Last night’s Wild Card episode wasn’t enough to keep me in the house, the lure of Japanese food and my friend Booky’s text message stating “You know Idol is shit, come to tea” overpowering my original desire to remain couch-bound and Marcia’d up to the eyeballs, but thanks to the wonders of technology, I was able to view the performances once I got home and I’ve gotta say…

I’m not overly enthusiastic about any of the singers (James Spargo makes me want to go a little punchy actually, ever since the audition episodes where he cried at the drop of a hat) but if Roshani doesn’t make it into the Top Twelve, I will boycott the show for the rest of the season*.

Watch her performance, and soak up more vapid thoughts from Your Editor, after the jump.

*Note: When push comes to shove, I probably won’t stand by this vow.

I really quite like her, although I am fairly certain the Wes Carr train will be hard to stop on its way to Victory Station, but if anyone can derail him, it’s Roshani. Also, let us hope and pray I never ever try using another rail-based metaphor around these parts ever again.

“Thank god, it’s important you stay ‘on track’, Jess!” – You

LOL, you wags.

I did enjoy Kyle critiquing young Nicole Banks’ performance of Sara Bareilles’ “Love Song” by piping up with something incredibly insightful along the lines of “the emotion just rolled along really… emotionally… and it was really emotionless.” Erm, WHAT?

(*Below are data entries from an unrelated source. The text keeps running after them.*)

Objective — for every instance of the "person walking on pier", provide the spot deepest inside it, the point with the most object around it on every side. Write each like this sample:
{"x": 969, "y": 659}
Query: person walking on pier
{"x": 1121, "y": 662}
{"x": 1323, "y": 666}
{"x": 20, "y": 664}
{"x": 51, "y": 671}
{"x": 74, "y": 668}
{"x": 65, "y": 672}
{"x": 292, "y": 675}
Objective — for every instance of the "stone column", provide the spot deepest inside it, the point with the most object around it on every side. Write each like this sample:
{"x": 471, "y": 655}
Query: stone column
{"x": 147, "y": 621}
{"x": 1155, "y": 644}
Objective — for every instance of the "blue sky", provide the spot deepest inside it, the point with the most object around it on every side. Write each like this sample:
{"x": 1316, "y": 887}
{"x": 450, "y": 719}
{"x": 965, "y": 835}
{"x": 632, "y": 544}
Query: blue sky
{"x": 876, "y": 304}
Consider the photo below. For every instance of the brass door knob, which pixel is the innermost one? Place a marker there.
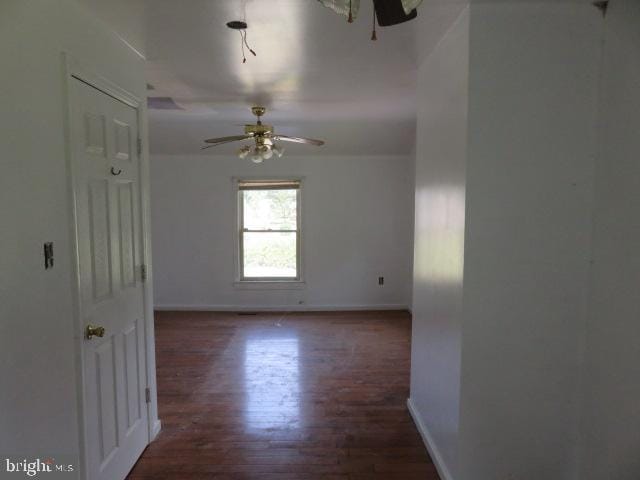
(93, 331)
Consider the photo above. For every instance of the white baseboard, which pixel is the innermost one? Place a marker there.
(438, 461)
(278, 308)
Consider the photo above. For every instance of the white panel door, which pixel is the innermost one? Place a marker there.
(109, 231)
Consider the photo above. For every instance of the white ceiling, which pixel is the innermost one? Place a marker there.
(319, 76)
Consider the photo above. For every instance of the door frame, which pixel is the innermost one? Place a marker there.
(74, 71)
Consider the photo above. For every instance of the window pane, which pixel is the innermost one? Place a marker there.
(270, 209)
(270, 254)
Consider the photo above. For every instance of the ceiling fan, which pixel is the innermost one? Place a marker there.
(264, 138)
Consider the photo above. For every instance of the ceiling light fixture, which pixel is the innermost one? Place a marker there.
(264, 140)
(385, 12)
(241, 28)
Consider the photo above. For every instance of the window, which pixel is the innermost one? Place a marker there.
(269, 230)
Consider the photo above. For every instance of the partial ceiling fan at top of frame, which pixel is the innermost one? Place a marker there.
(264, 140)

And finally, I may have just made this up in my head, but has Marcia taken to finishing up her judgment of performers by simply emphatically saying the word “Welcome”? Because I swear to god, I heard her do that with Nicole. Strange, but Marcialicious, and I think I approve.

Comments

  • Mel

    Sorry, I just can’t support someone whose moves include MicFellatio™ and Poo On The Stage™. Plus, I giggled like a schoolgirl all the way through James Spargo’s performance – he has an uncanny ability to find and stare down whichever camera is on him.

  • I’ve lived in 11 major countries, and I am passionate about radio. This is the worst radio station, I must admit, in the whole wide world I’ve ever come across.
    The lady host admits having sex at the age of thirteen on air. Nice example being set for our young kids and coming generations.
    The male host has no control over his mouth, and usually poo comes out when he speaks.
    I really hope there is at least one person, not full of shit at the Australian Media & Broadcasting Authority who takes appropriate action, making this an example for others to learn from, as a good lesson.
    Shame on The Australian Media & Broadcasting Authority to still let this be on air. UNBELIVEABLE.